Like probably everyone else with a Linux kernel tree, Guenter Roeck's tree is ultimately a descendant from the regular official Linux kernel tree. I already keep a clone of the regular Linux kernel tree at home (and at work), because I wind up referring to it often enough. So, I wondered, what if I started by making a copy of my kernel tree, then added Guenter Roeck's as an additional upstream and fetched it?
remote: Counting objects: 2269, done. remote: Compressing objects: 100% (567/567), done. remote: Total 2269 (delta 1804), reused 2061 (delta 1702) Receiving objects: 100% (2269/2269), 1.30 MiB | 268.00 KiB/s, done. Resolving deltas: 100% (1804/1804), done.

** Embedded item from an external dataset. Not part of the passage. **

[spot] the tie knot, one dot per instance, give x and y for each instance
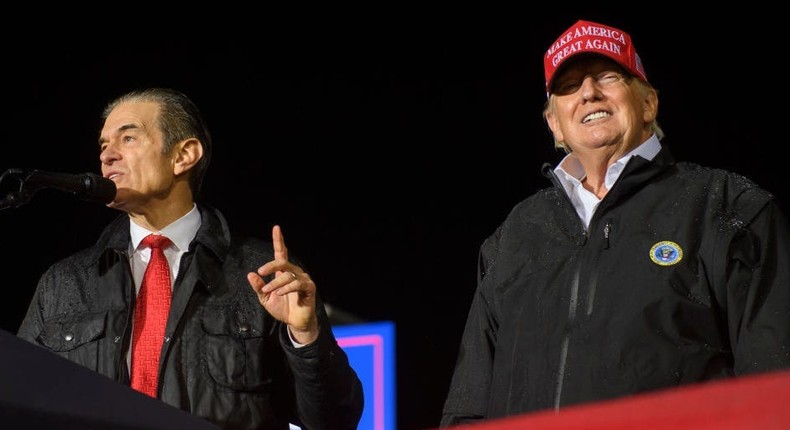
(156, 241)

Let me assure you that cloning a full Linux kernel tree involves a lot more than 2269 objects and a lot more than 1.3 MiB of data.
Because of git's fundamental nature as a content-addressable data store, in theory this trick works on anything with significant object overlap, not just things that ultimately descend from the same source. In practice this is generally unimportant; almost everything you're going to want to pull this trick on has a common ancestor.

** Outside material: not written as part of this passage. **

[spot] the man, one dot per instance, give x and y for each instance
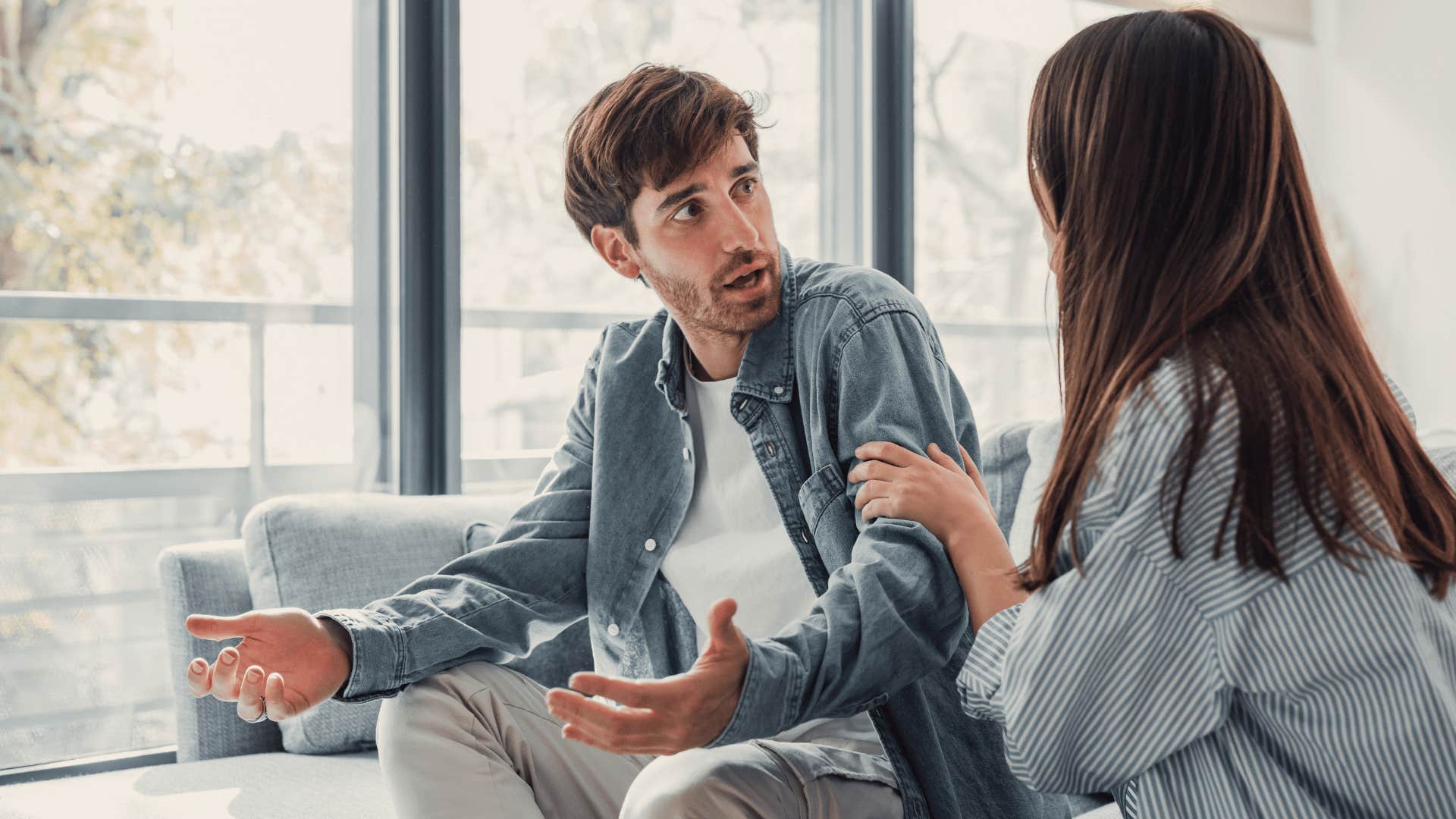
(701, 479)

(The possible exception is if two separate groups are maintaining git repos that are converted from something else, such as a Mercurial repo. At least the objects should be identical between the two repos, and if you're lucky maybe the commits as well, despite these repos not having a common git ancestor.)

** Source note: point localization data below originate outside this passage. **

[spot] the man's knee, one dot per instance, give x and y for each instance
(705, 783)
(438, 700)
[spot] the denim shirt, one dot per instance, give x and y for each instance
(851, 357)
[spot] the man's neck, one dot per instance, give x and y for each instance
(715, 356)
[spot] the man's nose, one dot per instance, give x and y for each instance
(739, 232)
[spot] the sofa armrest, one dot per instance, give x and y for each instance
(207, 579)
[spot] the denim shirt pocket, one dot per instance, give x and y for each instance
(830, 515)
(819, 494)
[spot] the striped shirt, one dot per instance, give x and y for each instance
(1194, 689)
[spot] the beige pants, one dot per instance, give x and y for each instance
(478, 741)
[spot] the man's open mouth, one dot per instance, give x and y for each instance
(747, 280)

This feels like an obvious trick now that I've done it once, so I'm
probably going to try to do it more. There are some variations of
the trick one can probably perform, such as actively changing the
origin' upstream over to the upstream you really want to be based
on and pulling from. My one question about that would be how one
cleans up branches (and perhaps tags) that are only found in the
repo you started out by cloning from.